Вайнштейн испытующе взглянул на него:
— Слушай, мне казалось, что ты напишешь другую книгу. Догадываешься, о чем речь. Не написал?
— Не написал.
— Это и есть утраченные иллюзии. Я тоже думал о книге. Лет пять носился с разными идеями, пытался что-то чиркать, да разве теперь возьмешься? О хлебе насущном надо думать. А теперь махнул рукой. Напишу очерк или фельетончик — и рад. Местная знаменитость. Приглашают на собрания, заседания, даже на банкеты. Что хочешь могу достать. Не улыбайся, не шучу... Стоя и оживленно разговаривая в узком коридоре купейного вагона, у окна, за которым проносились темные леса, поля, мелькали вечерние деревни, они часа через три приехали на место. От большой узловой станции до города на Припяти, куда добираются Высоцкий и Вайнштейн, еще километров десять, туда надо ехать автобусом, который обычно курсирует с утра до позднего вечера.
Вайнштейн сразу и устремился к автобусу, стоявшему в ожидании пассажиров на привокзальной площади. А Высоцкий так поспешно миновать станцию, деревянный городок, прилегавший к ней, не мог, слишком много было связано с этой станцией и городком.
— Обещай, что зайдешь ко мне, — торопливо говорил Вайнштейн, который успел купить билет, положить на сиденье портфель и выскочить из автобуса, чтобы попрощаться с Высоцким. — Хотя я чепуху говорю — завтра уезжаю. Я же был в БРК профсоюза, выбил путевку. Уезжаю на юг, на синее море. Без меня заходить к жене запрещаю. Ты не совсем старый, а она — красивая. Ты Клару Синельникову не забыл? — неожиданно спросил он, понизив голос. — Заслуженный врач республики и все такое прочее. Хочешь, я ей позвоню, что ты приехал?..
— Не надо, — Высоцкий старался говорить спокойно. — Я лучше с женой твоей познакомлюсь. Буду видеть ее каждый день. Я же в институт еду, на целый месяц.
Заурчал мотор. Вайнштейн прыгнул в автобус, молча погрозив из дверей кулаком.
II
Не было ни прежней станции, ни деревянного городка. Высоцкий как бы попал в другой мир. Из прошлого, из того, что он твердо помнил, остались только раскидистые станционные тополя. Под ними незнакомые каменные громадины, новая, совсем не похожая на прежнюю планировка зданий и — главное — новый дух самого города, над которым как бы пронеслись ветры больших перемен.
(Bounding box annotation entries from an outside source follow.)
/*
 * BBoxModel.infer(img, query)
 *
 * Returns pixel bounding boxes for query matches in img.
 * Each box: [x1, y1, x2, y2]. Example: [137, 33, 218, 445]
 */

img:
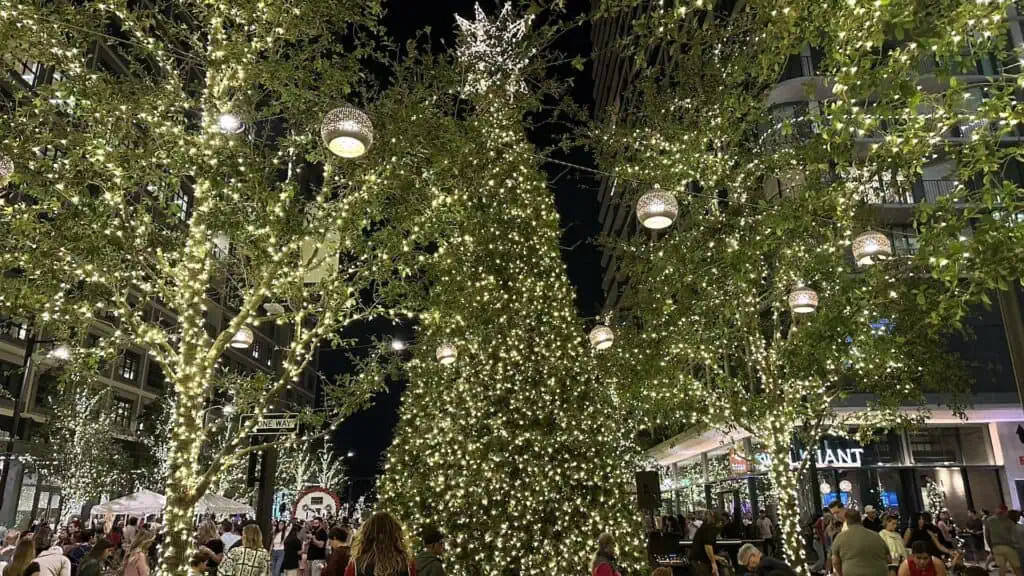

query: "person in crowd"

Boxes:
[831, 509, 889, 576]
[281, 522, 302, 576]
[270, 520, 288, 576]
[217, 522, 270, 576]
[306, 518, 327, 576]
[33, 526, 71, 576]
[188, 550, 210, 576]
[860, 504, 885, 532]
[879, 515, 906, 569]
[589, 532, 620, 576]
[3, 538, 39, 576]
[935, 508, 954, 547]
[220, 520, 242, 552]
[736, 543, 797, 576]
[991, 506, 1021, 576]
[345, 512, 416, 576]
[689, 510, 725, 576]
[903, 512, 952, 558]
[78, 538, 114, 576]
[0, 530, 22, 564]
[65, 530, 92, 576]
[416, 526, 444, 576]
[123, 530, 154, 576]
[325, 526, 352, 576]
[898, 540, 946, 576]
[121, 517, 138, 550]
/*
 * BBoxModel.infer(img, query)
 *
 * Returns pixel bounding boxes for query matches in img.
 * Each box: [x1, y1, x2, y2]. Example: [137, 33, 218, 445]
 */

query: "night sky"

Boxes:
[319, 0, 603, 498]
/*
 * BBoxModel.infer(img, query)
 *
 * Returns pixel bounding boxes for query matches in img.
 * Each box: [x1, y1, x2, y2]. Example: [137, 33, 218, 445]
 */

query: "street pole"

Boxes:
[0, 325, 36, 516]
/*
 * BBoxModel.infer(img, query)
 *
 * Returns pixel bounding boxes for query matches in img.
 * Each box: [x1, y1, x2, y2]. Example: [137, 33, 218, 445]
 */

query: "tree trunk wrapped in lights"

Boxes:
[379, 6, 645, 576]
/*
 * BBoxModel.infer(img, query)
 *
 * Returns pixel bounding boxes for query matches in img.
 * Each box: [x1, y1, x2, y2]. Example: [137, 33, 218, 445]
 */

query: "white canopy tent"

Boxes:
[196, 492, 256, 517]
[90, 489, 167, 517]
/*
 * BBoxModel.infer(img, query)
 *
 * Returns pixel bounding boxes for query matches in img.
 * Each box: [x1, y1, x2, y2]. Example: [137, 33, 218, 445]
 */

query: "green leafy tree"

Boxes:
[378, 6, 642, 576]
[0, 0, 473, 574]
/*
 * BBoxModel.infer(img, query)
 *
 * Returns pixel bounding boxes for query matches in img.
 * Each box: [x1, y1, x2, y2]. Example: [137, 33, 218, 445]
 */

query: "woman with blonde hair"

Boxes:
[217, 522, 270, 576]
[124, 529, 155, 576]
[345, 512, 416, 576]
[590, 532, 618, 576]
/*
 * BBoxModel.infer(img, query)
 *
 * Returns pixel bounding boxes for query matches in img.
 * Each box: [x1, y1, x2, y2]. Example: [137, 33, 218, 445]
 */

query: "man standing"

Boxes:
[306, 518, 327, 576]
[831, 509, 889, 576]
[416, 527, 444, 576]
[985, 506, 1021, 576]
[861, 504, 883, 532]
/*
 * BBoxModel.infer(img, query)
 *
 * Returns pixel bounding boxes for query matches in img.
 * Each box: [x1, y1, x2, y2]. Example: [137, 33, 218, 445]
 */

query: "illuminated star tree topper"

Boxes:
[455, 3, 534, 98]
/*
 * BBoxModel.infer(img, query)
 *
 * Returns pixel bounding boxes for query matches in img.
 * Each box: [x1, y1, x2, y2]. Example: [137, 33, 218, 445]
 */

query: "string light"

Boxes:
[321, 106, 374, 158]
[435, 342, 459, 366]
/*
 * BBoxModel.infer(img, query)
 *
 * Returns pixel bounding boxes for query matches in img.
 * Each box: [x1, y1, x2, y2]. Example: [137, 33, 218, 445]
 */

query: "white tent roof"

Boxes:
[196, 492, 256, 516]
[91, 490, 167, 516]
Прежнее помещение вокзала было деревянное, длинное, как сарай, размещалось в глубине двора. Выйдя на его крыльцо, огороженное балясинами, можно было видеть все пространство путей, наблюдать, откуда, куда прибывает и отъезжает товарный эшелон, так как других строений, заслонявших вид, поблизости не было. Новые здания, железнодорожные службы, как в большом городе, стоят теперь впритык к перрону, пути заставлены пассажирскими вагонами, гул товарных поездов, их гудки, лязг буферов, свистки сцепщиков где-то сбоку, за пределами пассажирского вокзала.
Пройдясь по улице, Высоцкий как бы даже испугался: он был в чужом, незнакомом городе. От станции раньше вела мощенная крупным камнем шоссейка, которая одновременно служила улицей; с правой стороны стояли приземистые, обшитые досками домики, а то и вовсе деревенского вида хатки с дворами, палисадниками, огородами, и только на изломе шоссейки, в том месте, где она делала крутой поворот, возвышалось несколько трехэтажных зданий, в которых жил железнодорожный люд. Теперь шоссе заасфальтировано и всюду поднялись многоэтажные коробки домов.
Кончилось тем, что Высоцкий заблудился. Возвышались незнакомые многоэтажные блоки, из их окон лился свет, по улицам еще ходили люди, из кинотеатра вывалилась веселая толпа, а он не знал, в каком месте города находится и как попасть на остановку автобуса, который отвезет его за Припять, в соседний город.